Небольшое уточнение: это было написано в 2002 году. С тех пор детей в Интернете обсуждают все чаще и чаще, но едва ли в более благожелательном тоне. В апреле 2006-го фраза «дети жестоки» встречалась уже на 330 страницах; «дети ласковы» – на 24, а «дети отзывчивы» – на 5 страницах. Менее оригинальное «дети – хорошие» встречается 262 раза, но нам это ни о чем не говорит, потому что «хорошие» часто является определением того, что написано дальше. На первых двух строчках Гугла фраза целиком звучала так: «Дети – хорошие солдаты, потому что послушно исполняют приказы и манипулировать ими проще, чем взрослыми солдатами». От такого в дрожь бросает. Детей часто обвиняют в том, что они издеваются над младшими, оскорбляют инвалидов и насмехаются над ними. Но подобное поведение является исключением, а не правилом. Верно, что, поскольку дети еще не обрели полноты навыков общения, они часто задают неловкие вопросы или глазеют на людей с ограниченными способностями. Но при этом они также способны вести себя с другими детьми совершенно естественно и принимать их за тех, кто они есть, вне зависимости от их внешности.

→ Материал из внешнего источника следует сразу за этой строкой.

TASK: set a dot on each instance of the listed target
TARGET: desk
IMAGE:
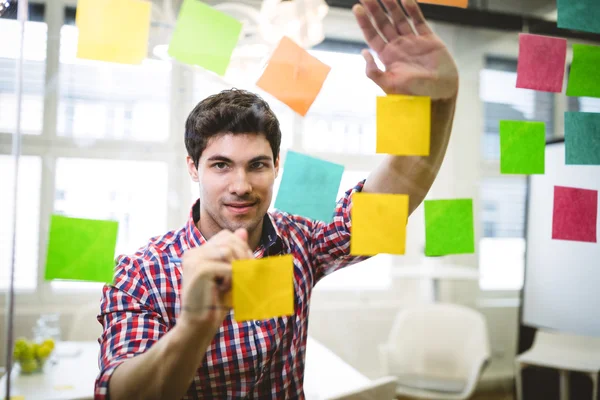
(436, 272)
(72, 377)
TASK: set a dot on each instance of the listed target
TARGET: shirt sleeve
(131, 324)
(330, 242)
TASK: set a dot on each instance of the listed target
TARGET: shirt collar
(270, 238)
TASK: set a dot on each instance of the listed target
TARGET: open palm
(416, 61)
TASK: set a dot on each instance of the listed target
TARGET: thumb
(372, 70)
(242, 233)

Я знаю семейную пару, у которых несколько детей, и старший страдает от тяжелого умственного расстройства. Он не может ни ходить, ни говорить. Одно время у него была дурная привычка каждому, кто подходил к нему слишком близко (и ребенку, и взрослому), вцепляться в волосы. Младшие братья и сестры прекрасно понимали, что он за себя не отвечает, и относились к нему с удивительной терпимостью. Если они бегали и один из них вдруг подбегал к старшему брату слишком близко, так что тот вцеплялся ему в волосы, он очень спокойно, хотя и явно испытывая боль, звал родителей, чтобы те помогли ему высвободиться. Естественно, когда в волосы этим детям вцеплялся кто-то посторонний, то получал сдачи по полной.
Многие исследования подтверждают, что дети до трех лет обычно склонны к эмпатии, то есть сопереживанию чужим страданиям. Когда плачет их друг, часто они стараются его утешить.
Боулби31 ссылается на крайне обстоятельное исследование поведения двадцати детей в возрасте до трех лет, проведенное в одном из детских садов. Половина из детей в прошлом подвергалась физическому насилию, другая происходила из проблемных семей, но насилию не подвергалась. Дети, которых били, дрались вдвое чаще своих сверстников, а также демонстрировали три не встречавшихся у последних типа поведения: нападали на взрослых, спонтанно нападали на других детей (по-видимому, просто чтобы тем досадить) и, вместо того чтобы утешать, били или кричали на тех, кто плакал.
Дети, которых воспитывали с любовью и уважением, и к другим сами относятся так же. Не всегда, конечно, но в большинстве случаев. Это их естественная склонность, потому что сотрудничать с другими членами сообщества для людей так же естественно, как ходить или говорить. Чтобы воспитать агрессивного ребенка, нужно прикладывать для этого какие-то усилия, сбить его с нормального пути развития. Дети, воспитанные родителями, которые на них кричат, сами будут кричать на других. Дети, воспитанные агрессивными родителям, сами вырастут агрессорами.